G20 ülkelerinin 2020’deki ekonomik büyüme performanslarına baktığımızda Türkiye ve Çin, büyüme gösteren ülkeler olarak öne çıkıyor. Sıhhatte ve iktisatta yaşanan krize karşın büyüme kaydeden Türkiye ile ilgili “yanlış” olan neydi?
McGettigan: Güçlü büyümenin iyi olduğunu düşünüyorum. Lakin ortaya çıkış hali kıymetlidir. Daha evvel bahsettiğim üzere Türkiye, salgına öbür ülkelerdekine misal araçları kullanarak karşılık verdi lakin bu süratli para ve kredi büyümesine başka ülkelerdekinden daha fazla dayanıyordu. Bu 3’üncü çeyrekte çok güçlü bir ekonomik toparlanmaya yol açtı ve 4’üncü çeyrekte de bununla ilgili daha fazla ispat görebiliriz. Ama bu tıpkı vakitte ithalat, finansman, dolarizasyon ve para ünitesi üzerinde baskıya, döviz rezervlerinin kullanımına yol açtı. Bu güçlü büyümeyle sonuçlandı lakin rezervler yine inşa edilene kadar kırılganlıklar olacak. Bu rezervleri yine inşa etmek kıymetli olacak. Yeterli haber; epey memnuniyetle karşılanan siyaset değişikliği… Bu sürdürülürse tamponların tekrar inşası için vakitle taban hazırlanacak.

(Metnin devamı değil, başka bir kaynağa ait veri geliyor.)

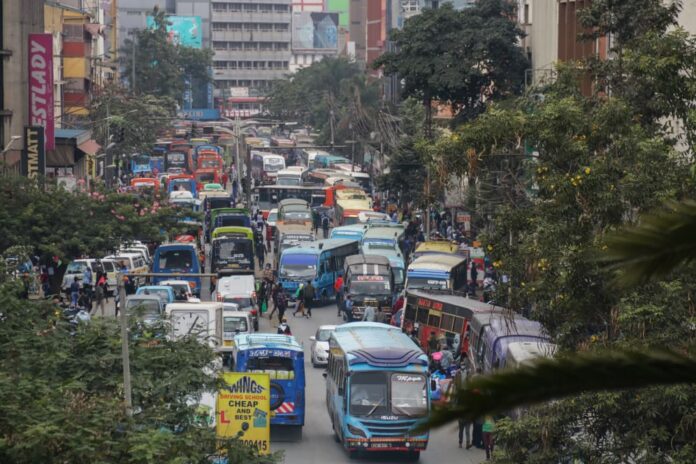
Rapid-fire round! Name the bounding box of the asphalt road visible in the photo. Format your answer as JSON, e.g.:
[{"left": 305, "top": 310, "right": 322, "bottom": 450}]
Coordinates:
[{"left": 259, "top": 305, "right": 485, "bottom": 464}]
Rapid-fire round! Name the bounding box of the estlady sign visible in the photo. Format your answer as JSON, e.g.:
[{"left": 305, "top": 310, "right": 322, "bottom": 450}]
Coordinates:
[{"left": 21, "top": 126, "right": 46, "bottom": 179}]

2022’den itibaren büyüme beklentisi
4. Unsur konsültasyonu kapsamındaki görüşmelerin öncü bulgularının paylaşıldığı son açıklamada IMF, Türkiye iktisadına ait 2021 yılı büyüme beklentisinin yüzde 6’ya yükseltildiğini duyurdu. Bu üst istikametli revizyonun gerisindeki temel motivasyon neler?

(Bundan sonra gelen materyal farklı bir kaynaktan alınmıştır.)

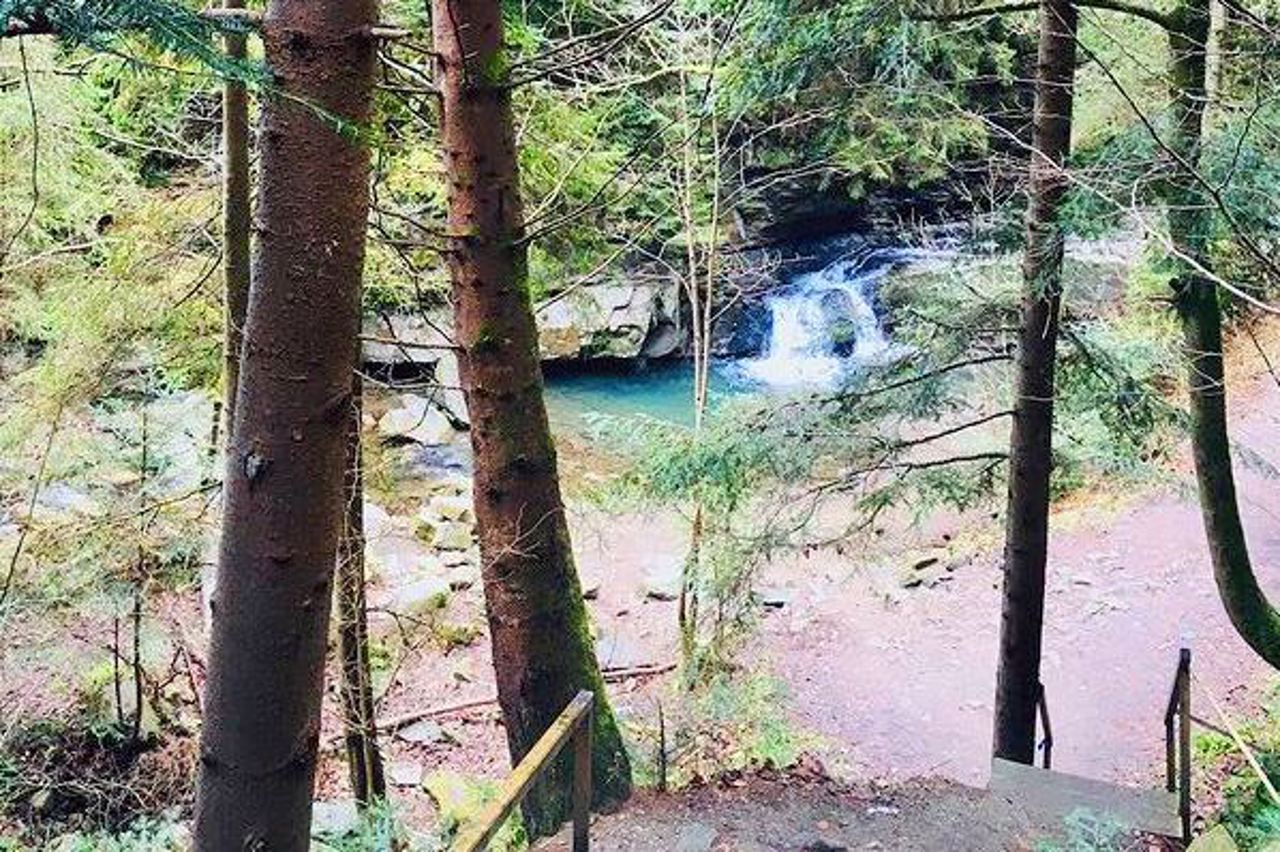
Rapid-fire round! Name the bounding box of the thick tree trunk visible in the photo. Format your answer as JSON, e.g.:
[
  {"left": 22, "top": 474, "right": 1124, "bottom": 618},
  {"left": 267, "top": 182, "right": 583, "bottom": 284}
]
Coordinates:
[
  {"left": 431, "top": 0, "right": 631, "bottom": 835},
  {"left": 993, "top": 0, "right": 1076, "bottom": 764},
  {"left": 223, "top": 0, "right": 252, "bottom": 440},
  {"left": 1164, "top": 0, "right": 1280, "bottom": 668},
  {"left": 338, "top": 376, "right": 387, "bottom": 806},
  {"left": 195, "top": 0, "right": 376, "bottom": 852}
]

Ben Kelmanson: 2021 için büyüme varsayımları yüzde 5’ten yüzde 6’ya yükseltildi. Bu yıla ait büyüme kestiriminin büyük bir kısmı, geçen yılın ikinci yarısında ekonomik faaliyette yaşanan güçlü toparlanmanın bu yılbaşındaki GSYH düzeyini kısmen artırarak mekanik olarak 2021’e taşınması ile açıklanabilir. Bu mekanik geçişe ek olarak, aşının yaygınlaşması ve global büyümede beklenen toparlanma da Türkiye’deki ekonomik faaliyeti bu yıl destekleyecektir. 2022’den itibaren büyümenin yüzde 3,5 civarındaki potansiyel büyüme eğilimine geri döneceğini varsayım ediyoruz.